Lately, I’ve been feeling the insatiable urge to paint a masterpiece. Which is great, if you know what to do it of.
Which I didn’t.
So I did what any self-respecting teenager would do—I turned to my mother for help. WHY, I don’t know, since she never suggests anything decent (AKA anything I like), but there it is.
I said, “Mom, what should I paint?”
And promptly regretted it.
What follows is the real, unaltered version of our conversation. I was taking notes.
My dear mother scrunched her face up and thought very long and very hard. In fact, she thought so long and hard, I actually began to wonder if a semi-decent idea was going to come forth from her brain. Then her face lit up. I scooted forward in anticipation, hanging onto the words she had yet to utter. She turned to me, looking monstrously pleased with her grand creativity, and let forth what is probably the most awe-inspiring suggestion the 21st century has ever heard.
“You should draw the pile of dead orcs Éomer burned on the edge of Fangorn!”
She was completely serious.
I said no in every language I can speak. (Which is one.) So she went back to thinking.
“How about Aragorn, Legolas, and Gimli running across the plains of Rohan with broken toes, broken ribs, and a dislocated knee?”
I politely inquired why she couldn’t have simply left it at “Aragorn, Legolas, and Gimli,” and received a vague answer that only furthered my conviction to not draw it. So she went back to thinking.
“Paint Gollum smacking a fish to death in the… what’s it called, the Banned River thing?”
For your information, it’s the Forbidden Pool, and no, I am not painting that.
“DRAW BALIN’S TOMB!!!”
(Except she couldn’t remember that his name was Balin, so it came out as more of a, “DRAW THAT ONE GUY—*insert random hand flapping*—you know, the one with like, the thing, and the… *more hand flapping and some vague gestures at her face* Oh, you know, he was always really pessimistic—DRAW HIS TOMB!!!”)
I hope you all remember what’s in Balin’s tomb, because the contents of that place were permanently scarring to my delicate fourteen year old self.
Yeah. I’m not painting that either.
“Paint the green dead people!”
It will never cease to amaze me how many times we’ve seen Lord of the Rings, and she STILL doesn’t know that they are the Men of Dunharrow. Sheesh. Get it right, mom.
“Hey, you should draw the mouth of Sauron!”
I actually briefly considered this.
“Well I don’t know!” she huffed when I dismissed yet another of her ideas. “Paint what you want.
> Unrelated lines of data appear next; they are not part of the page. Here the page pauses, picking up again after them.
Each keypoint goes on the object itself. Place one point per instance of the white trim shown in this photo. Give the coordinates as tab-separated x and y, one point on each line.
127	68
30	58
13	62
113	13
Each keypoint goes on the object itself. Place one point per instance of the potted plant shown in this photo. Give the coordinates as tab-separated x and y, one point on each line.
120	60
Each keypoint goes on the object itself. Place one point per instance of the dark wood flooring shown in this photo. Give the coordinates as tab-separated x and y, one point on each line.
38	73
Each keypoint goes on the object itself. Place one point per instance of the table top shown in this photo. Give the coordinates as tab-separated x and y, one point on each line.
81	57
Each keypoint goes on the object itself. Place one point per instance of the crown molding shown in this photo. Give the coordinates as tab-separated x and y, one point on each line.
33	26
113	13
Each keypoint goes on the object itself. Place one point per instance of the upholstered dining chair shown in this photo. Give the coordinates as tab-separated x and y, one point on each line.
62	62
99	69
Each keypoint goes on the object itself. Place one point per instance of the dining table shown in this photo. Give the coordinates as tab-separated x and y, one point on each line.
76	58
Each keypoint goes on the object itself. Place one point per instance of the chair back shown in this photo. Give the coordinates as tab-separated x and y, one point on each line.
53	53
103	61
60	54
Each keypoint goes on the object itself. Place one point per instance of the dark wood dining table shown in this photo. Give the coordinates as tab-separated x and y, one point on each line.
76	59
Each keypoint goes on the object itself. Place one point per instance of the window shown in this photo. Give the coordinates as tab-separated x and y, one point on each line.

Paint a tree.”
So basically, we go from every grisly aspect of Middle-Earth, be it broken bones, murdered fish, or decomposed dwarf, to…
I painted Arwen instead.
Yes, she’s blue, and yes, that was semi-intentional. It’s… art. *cough* Yeah. It invokes emotion. So there.
Moral of the Story: If you want to know every horrible aspect of Lord of the Rings, ask my mother, because she remembers them all—and is quite gleeful about it, too.
PS. I apologize to any and all personages who haven’t read or watched LotR, because this obviously hasn’t made a whole lot of sense to you. Oops.